«Ó Portugal, se fosses só três sílabas/linda vista para o
mar…». Alexandre O’Neill. Este homem, este poeta, desnudado das palavras a quem
atribuía o epíteto de «animais doentes» pela constante tentativa de as tornarem
«bonitinhas», tinha o condão da cumplicidade com o leitor. Mesmo quem nunca o
leu repete-lhe os estribilhos ou versos com que denunciou este país feito de
pessoas importantes, lídimas corredoras de carreiras assentes no «respeitinho»

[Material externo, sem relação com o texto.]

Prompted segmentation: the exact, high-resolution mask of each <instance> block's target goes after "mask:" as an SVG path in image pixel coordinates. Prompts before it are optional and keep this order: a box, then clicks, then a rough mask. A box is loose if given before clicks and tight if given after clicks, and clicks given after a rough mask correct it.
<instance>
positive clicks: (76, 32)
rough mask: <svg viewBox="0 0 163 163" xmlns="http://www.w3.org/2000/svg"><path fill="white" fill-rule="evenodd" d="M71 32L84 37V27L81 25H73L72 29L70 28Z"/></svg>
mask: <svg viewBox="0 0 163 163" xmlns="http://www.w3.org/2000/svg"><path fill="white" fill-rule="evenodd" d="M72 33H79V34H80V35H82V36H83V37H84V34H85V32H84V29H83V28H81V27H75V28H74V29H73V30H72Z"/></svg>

e em «deuses e deusecos» omnipresentes e servis: «País engravatado todo o ano/e
a assoar-se na gravata por engano». Estou a falar da expressão «vidinha» com
que nos abanou as consciências monótonas de um país alienado e anestesiado «A
poesia é vida? Pois claro!/Conforme a vida que se tem o verbo vem/ - e se a
vida é vidinha, já não há poesia/ que resista». Alexandre O’Neill tinha
ascendência irlandesa de um foragido do século XVIII, sabe-se lá de quê, e que
veio desgraçadamente aportar a Lisboa. Portanto, O’Neill lisboeta, crítico do
provincianismo capital, de «ombro na ombreira» como quem espera, um dia
qualquer, sair da sombra da porta, dar o ombro aos outros e criar a vida
poética verdadeiramente livre «Quando tudo escombro/ ainda todos seremos/ombro
na ombreira» e que o levou a excessos em que, disse, «fez do corpo uma alavanca
para o mundo, sem pensar no futuro». Inventou a vida, ultrapassou o quotidiano
repressivo, amou intempestivo, morreu novo. Cá o temos, a alavanca da escrita
que o levou a fundar o Grupo Surrealista de Lisboa em 1947. Saiu de lá logo no
ano seguinte porque António Pedro, ministro salazarista sabidão, expôs os
surrealistas num salão não sem antes aceitar o lápis azul da Censura. O’Neill,
parte para outra, e, nos Cadernos Surrealistas, edita Ampola Miraculosa. Tem a sua Nadja, o seu amor louco com Nora
Mitrani, surrealista francesa. A polícia política e a família impendem-no de se
lhe juntar em Paris. Não mais a vê. Acede, cuidadoso, aos neorrealistas,
cansado do convívio com «fantasmas», sem que se lhe conheça militância ativa.
Traduz Ubu de Jarry, Brecht. Escreve nos jornais. Colabora em teatro e cinema. Encontra
em Tolentino, Cesário Verde, Pascoaes (que chegou a conhecer escrevendo-lhe uma
«Recordação Precipitada»), Álvaro de Campos, uma influência a que não foge,
como aceita a fórmula para si próprio de um «grande poeta menor». À questão que
lhe é colocada em 1962 de qual seria o seu defeito ele responde: «sentir o
desencanto». Para um poeta perder o encanto do mundo é perder igualmente o dom
das palavras e da vida. Não o perdeu. Portugal para ele continuou a sua Feira Cabisbaixa de 1965: «…Feira
cabisbaixa, meu remorso,/ meu remorso de todos nós».